Ein deutsch-brasilianisches Forschungsprojekt nimmt Messungen in der Atmosphäre vor, um den tropischen Regenwald besser zu verstehen.

VerenaKernVerena Kern, 09.06.2023
Forschungsflugzeug HALO
Forschungsflugzeug HALO © Deutsches Zentrum für Luft- und Raumfahrt

Wenn Joachim Curtius vom deutsch-brasilianischen Projekt CAFE-Brazil erzählt, kommt der Atmosphärenforscher ins Schwärmen. 60 Tage lang war er in der brasilianischen Tropenstadt Manaus im Amazonasgebiet, um mit dem Forschungsflugzeug HALO über dem Regenwald Messungen vorzunehmen, gemeinsam mit 70 weiteren Wissenschaftlerinnen und Wissenschaftlern. Beeindruckend sei das gewesen, sagt Curtius, Professor an der Goethe-Universität Frankfurt am Main. Und es habe sich wirklich gelohnt: „Wir haben jetzt einen fantastischen Datensatz.“

Forschungsflüge auch über Westafrika und Australien

„CAFE-Brazil“ hat nichts mit Kaffee zu tun, wie man vielleicht meinen könnte. Die Abkürzung steht für die Expeditionsreihe „Chemistry of the Atmosphere Field Experiment“. Drei Teile hat diese große Expedition unter Leitung des Max-Planck-Instituts für Chemie in Mainz. Die „Kampagne“ in Brasilien, wie die Forschenden es nennen, war bereits der zweite Teil. Im Jahr 2018 hatte das Team Daten über Westafrika und dem Atlantik (CAFE-Africa) gesammelt, Ende 2023 wird es von Cairns im Nordosten Australiens starten, um sich die Atmosphäre über dem Pazifik näher anzuschauen (CAFE-Pacific).

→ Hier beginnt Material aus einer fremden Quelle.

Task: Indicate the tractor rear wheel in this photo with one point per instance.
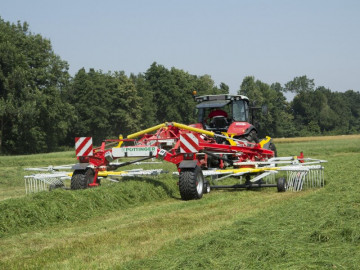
(191, 183)
(82, 178)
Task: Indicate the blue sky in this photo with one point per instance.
(274, 41)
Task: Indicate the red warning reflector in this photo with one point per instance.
(83, 146)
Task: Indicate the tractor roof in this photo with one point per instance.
(223, 99)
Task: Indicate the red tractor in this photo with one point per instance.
(226, 113)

Beteiligt sind neben dem Max-Planck-Institut für Chemie und der Goethe-Universität Frankfurt auch das Forschungszentrum Jülich, das Karlsruher Institut für Technologie, das Deutsche Zentrum für Luft- und Raumfahrt (DLR) sowie die Universität von São Paulo und das brasilianische Institut für Weltraumforschung. Mit ihrer Expeditionsreihe wollen die Forschenden genauer verstehen, welche natürlichen chemischen Prozesse in der Atmosphäre ablaufen. Dafür fliegen sie über Regionen mit sauberen, unberührten Bedingungen – über den „Blue Ocean“ der Weltmeere und den „Green Ocean“ des größten tropischen Regenwaldes der Erde.

Für den Schutz des Regenwaldes ist das Projekt von großer Bedeutung.
Professor Paulo Artaxo, Universität São Paulo

Die gesammelten Ergebnisse werden miteinander verglichen – und auch mit Daten, die unter verschmutzten Bedingungen erhoben werden. So lässt sich ermitteln, wie sich zum Beispiel Luftverschmutzung auf die Atmosphäre auswirkt. Diese Grundlagenforschung ist wichtig, um die Klimamodelle, mit denen die Klimaforschung arbeitet, präziser zu machen. „Auch für den Schutz des Regenwaldes ist das Projekt von großer Bedeutung“, sagt der Physikprofessor Paulo Artaxo von der Universität São Paulo.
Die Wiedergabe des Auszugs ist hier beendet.